Tech Support > Computers & Technology > Programming > Algorithm for finding position of most significant bit of integer
Algorithm for finding position of most significant bit of integer
Posted by Anton Treuenfels on May 19th, 2007


I dunno if this is new or not. I've only found one other algorithm that does
a binary search, and it doesn't do it quite like this.

Assuming 32-bit unsigned integers, the pseudocode is:

msbpos(val) {

if ( val == 0 )
return( -1 )

lsb = 0
msb = 32
while ( lsb+1 != msb ) {
mid = (lsb + msb) / 2
if ( val & (0xFFFFFFFF << mid) )
lsb = mid
else
msb = mid
}

return( msb )
}

This gives the result as 1..32; subtract one if 0..31 is better. I stole the
form of the search from Bentley's "Programming Pearls"; the decision
criterion is the only thing I added (well, that and the zero check, aka "not
found", so the search is guaranteed to succeed).

The oddest thing to me is that this is appropos of nothing, as I don't
currently have any problem this is a solution to.

- Anton Treuenfels


Posted by osmium on May 19th, 2007


"Anton Treuenfels" writes:

Re: Algorithm for finding position of most significant bit of integer

<snip>

IIRC that capability is used in one of the sudoku generation programs.

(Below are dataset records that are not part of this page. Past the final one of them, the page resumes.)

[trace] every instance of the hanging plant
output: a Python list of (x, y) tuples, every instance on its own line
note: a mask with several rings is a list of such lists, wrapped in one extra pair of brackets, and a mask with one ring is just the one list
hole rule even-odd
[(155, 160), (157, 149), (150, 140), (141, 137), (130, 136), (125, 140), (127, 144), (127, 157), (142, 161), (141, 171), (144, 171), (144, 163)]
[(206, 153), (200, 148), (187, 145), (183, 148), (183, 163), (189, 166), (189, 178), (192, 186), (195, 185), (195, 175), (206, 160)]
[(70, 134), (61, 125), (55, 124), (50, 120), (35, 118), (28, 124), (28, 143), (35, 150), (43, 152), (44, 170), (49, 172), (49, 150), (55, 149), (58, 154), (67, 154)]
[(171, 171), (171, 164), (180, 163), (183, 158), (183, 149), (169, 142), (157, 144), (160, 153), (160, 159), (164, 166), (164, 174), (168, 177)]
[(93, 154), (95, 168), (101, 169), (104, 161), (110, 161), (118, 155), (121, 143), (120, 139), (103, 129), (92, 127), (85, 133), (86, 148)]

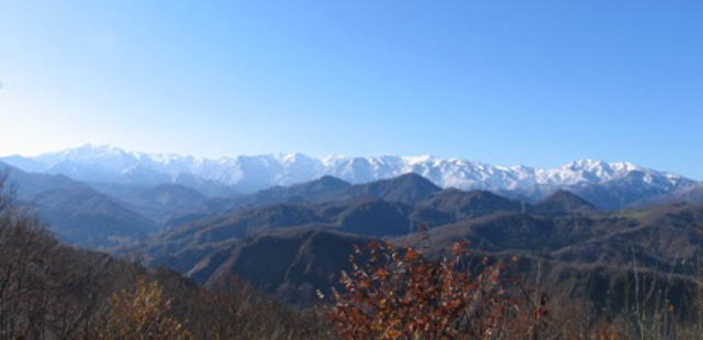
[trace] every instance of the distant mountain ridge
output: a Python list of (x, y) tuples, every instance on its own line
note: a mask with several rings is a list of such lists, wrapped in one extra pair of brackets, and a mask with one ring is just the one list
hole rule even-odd
[[(324, 175), (358, 184), (413, 172), (442, 188), (488, 190), (534, 201), (546, 199), (558, 190), (569, 190), (599, 207), (618, 208), (695, 183), (679, 174), (631, 162), (588, 159), (556, 169), (539, 169), (431, 156), (328, 156), (317, 159), (302, 154), (280, 154), (208, 159), (86, 145), (35, 157), (11, 156), (0, 160), (25, 171), (64, 174), (88, 183), (180, 184), (207, 195), (255, 192)], [(600, 200), (601, 196), (607, 197)]]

I
think it is formalized as part of a forthcoming boost or Posix or something.
In any event, the coder took it for granted that it was already available.
I had to write the code in ordinary C to test the program. I wasn't
particularly interested in speed for what I was doing so I just wrote some
journeyman ( I hope) code. The program worked, but I never got to the point
I could understand what he did to my satisfaction. I am kind of weak on
back tracking.



Posted by toby on May 20th, 2007


On May 19, 6:13 pm, "Anton Treuenfels" <atreuenf...@earthlink.net>
wrote:
Is it faster than the other methods? (I assume you're familiar with
http://graphics.stanford.edu/~seander/bithacks.html)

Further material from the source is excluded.